Mondsüchtig
Jede Menge zündender Melodien und noch mehr Lokalkolorit. Das sind die Zutaten für die „Berliner Operette“. Wer hat’s erfunden? Paul Lincke - preußische Tugenden versus Wiener Schmäh. Doch wirklich überlebt hat nur Frau Luna. Und das sicher deshalb, weil Vielen so ein paar Melodien irgendwo im Kopf herumspuken. „ Schlösser, die im Monde liegen“, „Schenk mir doch ein kleines bisschen Liebe“ und natürlich „Das ist die Berliner Luft, Luft, Luft“. Mit diesen Schlagern gibt es ein Revival im Theater Münster. Wer mag, kann mitsingen und mitklatschen.
Regisseur Holger Seitz und sein Team setzen voll auf Operettenseligkeit. Da wird der Traum vom Fliegen, der unbedingte Fortschrittsglaube des Mechanikers Fritz Steppke unkommentiert auf die Bühne gestellt. Es ist eben alles so, wie man es sich vorstellt. Das Personal berlinert, was das Zeug hält (da hätte man phonetisch allerdings intensiver arbeiten können); in einer kleinen Welt hat jeder im Grunde das Herz auf dem rechten Fleck und am Ende steht die Erkenntnis, dass das Leben auf dem Mond gar nicht so anders ist als daheim. Zurück nach Berlin also! Herbert Buckmiller baut eine Bühne, die es – mit Verlaub – schwer macht, sich in die Geschichte zu versenken. Ein Zimmer über den Dächern von Berlin und rauchende Schornsteine – das alles scheint eher mit einem Windhauch umzupusten zu sein und wirkt so gar nicht real. Auch die Mondoberfläche mit eher kunststoffhaft als magisch daher kommenden Steinhaufen ist nicht unbedingt fantasiefördernd.
Da helfen auch oft kalauernde Aktualisierungen und eingebrachte Münsterlandanspielungen wenig, wirken eher albern. Was dagegen wirklich hilft, sind Götz Lanzelot Fischers überaus vielfältige, fantasiereiche Kostüme. Aus einer Produktion des Theaters Hof der Spielzeit 2013/2014 übernommen, gelingt es ihnen, das Biedere und – geben wir es zu – das etwas Muffige, das über der Produktion schwebt, aufzubrechen. Steckt er das „Erdenpersonal“ in Kostüme der Entstehungszeit, lebt er sich bei den Mondbewohnern so richtig aus. Frau Luna ist in Türkis gewandet - wie auch ihr Gefolge ein Hingucker. Das sind auch die rotgewandete Venus mit blinkendem Herzen und der Mars in rührend plumpem Panzer. Fischer hat den Auftrag eine „Ausstattungsoperette“ zu schaffen sehr ernst genommen und betont dadurch den Revuecharakter, den Frau Luna hat. Demgegenüber bleiben die Choreographien Annette Taubmanns eher beiherspielend dekorativ.

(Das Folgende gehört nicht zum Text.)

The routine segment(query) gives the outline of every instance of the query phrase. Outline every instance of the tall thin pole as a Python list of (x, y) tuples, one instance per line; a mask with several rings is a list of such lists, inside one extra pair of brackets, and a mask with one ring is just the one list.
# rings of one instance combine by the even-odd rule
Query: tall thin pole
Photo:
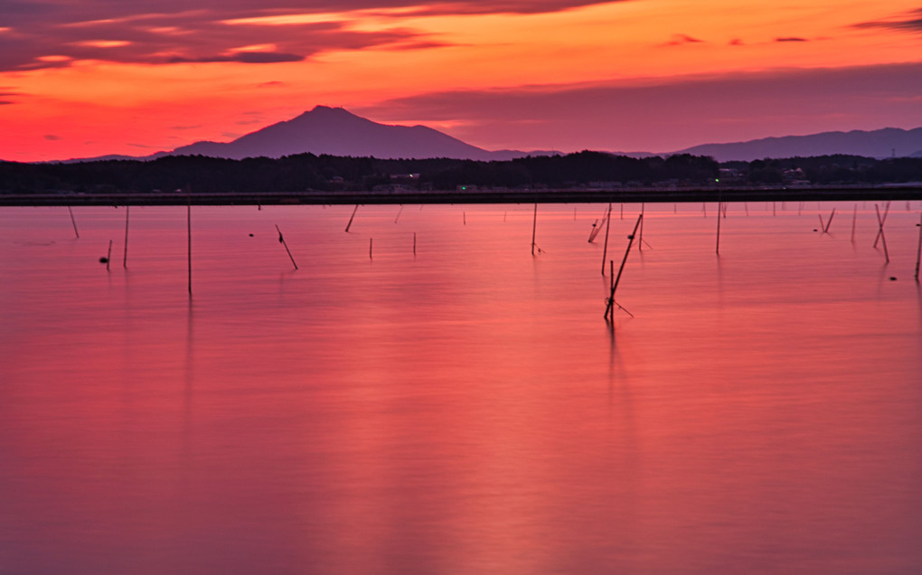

Inna Batyuks Chor ist immer auf der Höhe des Geschehens. Peter-Uwe Witt, Katarzyna Grabosz, Ute Hopp und vor allem die hinreißend agierende Christina Holzinger sind ein wunderbares Comprimarii-Team.
Lisa Wedekind (Stella) und dem Theophil Eberhard Francesco Lorenz’ gelingt es nicht recht, ihr komödiantisches Potenzial auszureizen, während Birger Radde einen stimmlich erfrischenden Lämmermeier gibt. Auch Boris Leisenheimer als Steppke passt bestens ins Ensemble. Das gilt auch für Young-Seong Shim (Prinz Sternschnuppe), der darstellerisch sicher noch mehr kann. Aber seine unbegleitet gesungene Lehár-Einlage „Dein ist mein ganzes Herz“ ist ganz toll. Barbara Wurster ist eine Frau Pusebach, wie sie es sein soll – burschikos und resolut.
Henrike Jacob ist eine einfach in jeder Hinsicht entzückende Frau Luna – kokett, klar singend, mit hohem Flirtpotenzial, und steht damit in echter Konkurrenz zu Eva Bauchmüllers Marie. Die ist bescheiden, einfach gestrickt und singt über die „Mondschlösser“ mit berückender Naivität.
Regisseur Holger Seitz gelingt es nicht, Frau Luna von Patina zu befreien. Das schafft aber grandios Stefan Veselka mit dem Sinfonieorchester Münster. Schlank, vorwärtsdrängend und mitreißend tönen Linckes Schlager aus dem Orchestergraben. Diese Musik ist jung und frisch!